When Idris Jala took over as the CEO of Malaysian Airlines in December 2005, it was less than four months away from running out of cash. In his own words “we had no time to reorganize, to rearrange the deck chairs on the Titanic”. However, there were critical problems to fix. One such problem was “yield” which was related to route profitability. Idris says in an interview with McKinsey (registration required and is free):
I prefer to keep the current setup and change the responsibilities. For instance, our laboratories developed a new job—route profitability manager—that didn’t exist in our structure. Instead of adding a new player, we told people to double up on their responsibilities. The person taking on the responsibility might not be a regional manager; it could be a subordinate. But someone was now responsible for profitability on that route. The structure remained the same, but we gave people a new vocabulary, new responsibilities. Once we were sure that the new thinking works, we got rid of the transitional role. With route profitability managers, we did that after one year.

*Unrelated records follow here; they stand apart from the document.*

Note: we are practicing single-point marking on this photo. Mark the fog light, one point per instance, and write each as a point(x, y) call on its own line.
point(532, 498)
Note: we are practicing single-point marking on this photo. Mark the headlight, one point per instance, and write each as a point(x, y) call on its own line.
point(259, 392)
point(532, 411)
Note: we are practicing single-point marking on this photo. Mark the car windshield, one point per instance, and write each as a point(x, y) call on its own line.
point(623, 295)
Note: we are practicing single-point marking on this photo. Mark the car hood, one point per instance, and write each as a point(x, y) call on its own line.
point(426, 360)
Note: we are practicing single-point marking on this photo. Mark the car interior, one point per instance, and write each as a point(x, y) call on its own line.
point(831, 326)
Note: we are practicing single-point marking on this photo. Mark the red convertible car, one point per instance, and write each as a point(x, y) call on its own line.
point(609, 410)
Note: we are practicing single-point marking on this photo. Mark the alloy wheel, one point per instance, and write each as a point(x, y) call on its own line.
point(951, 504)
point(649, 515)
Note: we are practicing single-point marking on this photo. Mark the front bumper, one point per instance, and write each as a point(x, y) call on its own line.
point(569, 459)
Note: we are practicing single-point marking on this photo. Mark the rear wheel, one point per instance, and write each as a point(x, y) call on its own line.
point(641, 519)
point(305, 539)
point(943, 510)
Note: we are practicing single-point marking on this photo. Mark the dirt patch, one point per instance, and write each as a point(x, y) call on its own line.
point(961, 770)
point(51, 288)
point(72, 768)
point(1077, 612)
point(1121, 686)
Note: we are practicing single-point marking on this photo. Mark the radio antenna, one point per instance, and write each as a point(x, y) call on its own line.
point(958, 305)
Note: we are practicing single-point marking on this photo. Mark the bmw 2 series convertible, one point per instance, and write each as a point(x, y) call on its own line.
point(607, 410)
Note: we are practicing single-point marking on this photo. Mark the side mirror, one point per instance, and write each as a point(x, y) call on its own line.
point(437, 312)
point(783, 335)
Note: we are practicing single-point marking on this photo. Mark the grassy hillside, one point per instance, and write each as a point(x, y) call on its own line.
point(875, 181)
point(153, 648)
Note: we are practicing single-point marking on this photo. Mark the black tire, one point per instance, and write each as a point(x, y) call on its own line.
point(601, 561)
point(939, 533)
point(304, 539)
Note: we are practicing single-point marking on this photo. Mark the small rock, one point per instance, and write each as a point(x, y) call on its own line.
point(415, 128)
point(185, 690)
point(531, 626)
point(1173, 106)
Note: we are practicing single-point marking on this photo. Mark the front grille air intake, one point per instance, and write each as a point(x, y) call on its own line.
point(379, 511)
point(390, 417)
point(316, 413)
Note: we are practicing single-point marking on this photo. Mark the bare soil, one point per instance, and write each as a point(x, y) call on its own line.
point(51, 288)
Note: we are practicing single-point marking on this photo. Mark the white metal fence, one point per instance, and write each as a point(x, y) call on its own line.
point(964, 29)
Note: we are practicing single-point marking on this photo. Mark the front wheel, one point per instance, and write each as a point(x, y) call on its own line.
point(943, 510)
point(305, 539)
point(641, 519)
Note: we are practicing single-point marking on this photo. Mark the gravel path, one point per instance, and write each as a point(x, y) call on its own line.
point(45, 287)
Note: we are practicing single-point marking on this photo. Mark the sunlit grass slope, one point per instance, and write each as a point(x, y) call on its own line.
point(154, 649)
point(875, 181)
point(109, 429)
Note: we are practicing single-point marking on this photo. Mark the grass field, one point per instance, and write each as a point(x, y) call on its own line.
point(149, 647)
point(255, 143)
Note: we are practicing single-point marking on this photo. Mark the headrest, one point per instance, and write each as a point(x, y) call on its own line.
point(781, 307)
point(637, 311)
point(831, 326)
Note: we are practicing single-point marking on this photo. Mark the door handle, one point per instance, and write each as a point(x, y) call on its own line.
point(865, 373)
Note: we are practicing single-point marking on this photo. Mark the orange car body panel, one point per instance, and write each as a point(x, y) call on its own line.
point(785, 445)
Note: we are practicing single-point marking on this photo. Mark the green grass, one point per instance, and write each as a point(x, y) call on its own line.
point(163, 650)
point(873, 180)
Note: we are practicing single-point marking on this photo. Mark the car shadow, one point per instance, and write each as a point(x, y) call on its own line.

If I look back at my career, I can see several occasions where I took up additional responsibilities substantially different from my primary role. For example, while I was a project manager, I played a role of pre-sales for a major account acquisition; I also assisted CTO in managing research projects, contributed to product architecture. Some of these roles created full-time opportunities later on.
I feel the success of such roles would depend upon the criticality of business need the role is addressing. For example, the “route profitability” as a business need in case of Malaysian Airlines. Of course, it would also depend upon the competence of the person playing the role.
Moral of the story is, creating new roles without creating full-time positions and giving concrete accountability to the role is an option worth exploring.